Earlier, Klausk wrote to me about the tappas repository. I figured out how to use postprocess_func_name=“filter” to use libyolo_hailortpp_post.so instead default .so file. At first it didn’t work out for me, but now I’ve figured it out and this solution has worked for me, but unfortunately only 8 fps (pipeline synchronization to video is disabled).
It seems to me that fps should be higher, because using the hailortcli run best.hef –-batch-size 8 command I get 174 fps.
Also, the “screenshot” shows that utilization = 100% and 106 fps. If I interpret this correctly, it means that the npu is being used to the maximum. And it can provide ~106 fps. I also used htop to check how busy the CPU was and saw 60-70% load there.
All it looks like bottleneck after npu. For some reason, the processor is not being fully used, although it has the resource to do so. But in theory, even this level of processor usage should be enough to get a higher fps. Do I need to optimize the pipeline somewhere? Maybe there are some parameters that I didn’t take into account and because of them the fps is low?

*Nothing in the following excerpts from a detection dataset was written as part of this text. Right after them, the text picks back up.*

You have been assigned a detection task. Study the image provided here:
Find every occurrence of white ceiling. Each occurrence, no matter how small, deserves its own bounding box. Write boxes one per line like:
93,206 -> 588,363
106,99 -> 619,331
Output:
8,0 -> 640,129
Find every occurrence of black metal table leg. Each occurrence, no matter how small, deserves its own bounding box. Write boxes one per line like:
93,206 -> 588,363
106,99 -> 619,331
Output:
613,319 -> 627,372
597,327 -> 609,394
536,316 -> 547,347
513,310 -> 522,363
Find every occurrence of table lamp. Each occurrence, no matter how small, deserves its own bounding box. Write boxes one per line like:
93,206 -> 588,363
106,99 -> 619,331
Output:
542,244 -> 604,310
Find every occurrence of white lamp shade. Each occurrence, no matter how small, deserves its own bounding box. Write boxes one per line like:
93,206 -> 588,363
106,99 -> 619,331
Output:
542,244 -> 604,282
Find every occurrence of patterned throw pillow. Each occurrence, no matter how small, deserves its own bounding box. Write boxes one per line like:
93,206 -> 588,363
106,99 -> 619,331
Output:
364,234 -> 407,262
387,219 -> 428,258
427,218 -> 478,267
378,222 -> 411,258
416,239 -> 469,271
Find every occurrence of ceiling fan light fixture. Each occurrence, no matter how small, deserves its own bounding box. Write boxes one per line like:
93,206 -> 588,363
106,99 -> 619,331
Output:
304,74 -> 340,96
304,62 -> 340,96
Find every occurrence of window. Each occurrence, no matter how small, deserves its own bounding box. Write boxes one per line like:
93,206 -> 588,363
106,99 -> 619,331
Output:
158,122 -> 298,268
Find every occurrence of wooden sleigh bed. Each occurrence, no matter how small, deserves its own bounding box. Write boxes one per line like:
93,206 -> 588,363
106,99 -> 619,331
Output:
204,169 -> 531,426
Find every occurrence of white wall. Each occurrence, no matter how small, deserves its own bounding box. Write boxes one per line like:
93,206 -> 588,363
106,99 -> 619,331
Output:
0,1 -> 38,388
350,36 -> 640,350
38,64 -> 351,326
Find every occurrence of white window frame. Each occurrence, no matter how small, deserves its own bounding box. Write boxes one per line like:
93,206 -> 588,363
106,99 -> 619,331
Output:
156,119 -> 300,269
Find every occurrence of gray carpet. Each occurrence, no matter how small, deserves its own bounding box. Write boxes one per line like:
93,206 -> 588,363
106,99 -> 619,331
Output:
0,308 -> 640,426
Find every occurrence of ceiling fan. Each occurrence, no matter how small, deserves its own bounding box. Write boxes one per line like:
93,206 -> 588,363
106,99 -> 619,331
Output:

@shashi I’m using retrained Yolov8n with custom dataset. And I would like to detect both far objects and close objects to camera. Right now i use simple tiling from tappas. And reach only 8 fps, so multiscale will get even less fps. About tiling strategies. I don’t know much about it. I saw the implementation of two strategies in tappas. And it seems that multiscale is more suitable for me. But the main challenge is that I want to run it on the rpi5 with a hailo8l accelerator.
Thanks for the details. By tiling strategy, I meant how many rows and cols: if your program is using tiling and say has 4 cols and 3 rows (just an example), then overall FPS of 8 means, 96FPS on the model as each inference on an image has 12 inferences on the tiles. To fully debug what is going on, the following information is useful: fps from hailortcli when batch=1 (as your program may be using 1) and the number of columns and rows in the tiling. This will give an idea if system is performing correctly or not.
Good evening, @shashi
Thank you so much for giving me the direction. I use 12 tiles. I checked using hailortcli. FPS: 106.37 Send Rate: 1045.69 Mbit/s Recv Rate: 476.28 Mbit/s
With batch = 1, we get 106 fps. And 106fps / 12 tiles = 13 fps per tile. So 5 fps have lost by some reason. But my system needs at least 30 fps. The more the better.
Maybe I’m going to say something stupid or funny, but can I make the pipeline work on batch=8 somehow?
Or could it be that the pipeline itself is not fully optimized? I accidentally came across one of the old documentation of tappas v3.16.0 . DETECTION_PIPELINE="\ hailonet hef-path=$hef_path device-id=$hailo_bus_id is-active=true qos=false batch-size=1 !
In earlier versions you can choose the batch size. It also said there that hailotilecropper divides the pipeline into two streams. Would it be more efficient to create more threads? Or increase buffers for current streams?
I understand that I can use less tiles, but I wouldn’t want. Maybe there is a possibility to optimize/fine-tune it somehow?
Just a small correction: 106/12 = 8.83. So, you did not lose much performance from baseline. Also, our experience with tiling is with our own PySDK and not with Tappas, so I will defer to Hailo folks answering your question. From our side, I will see if we can enable batch size=8 and see better results.
Hi everyone. I’m still working on this issue. I would like to ask two questions.
I need to understand what the bottleneck is. If I understand correctly, hailotilecropper transmits all tiles forward along the pipeline at one moment. Are there any tools to understand if fps is being lost due to the CPU or due to the NPU?
For example, if I rewrite it so that all 12 tiles are transferred to the screen, but the inference only works on one tile and eventually moves to the next tile. Thus, the npu should be less loaded. If the problem is processing by CPU 12 tiles, then this approach won’t help me? If I’m not completely clear, I mean that the inference (1 tile) will literally run through the video source in search of an object to detect.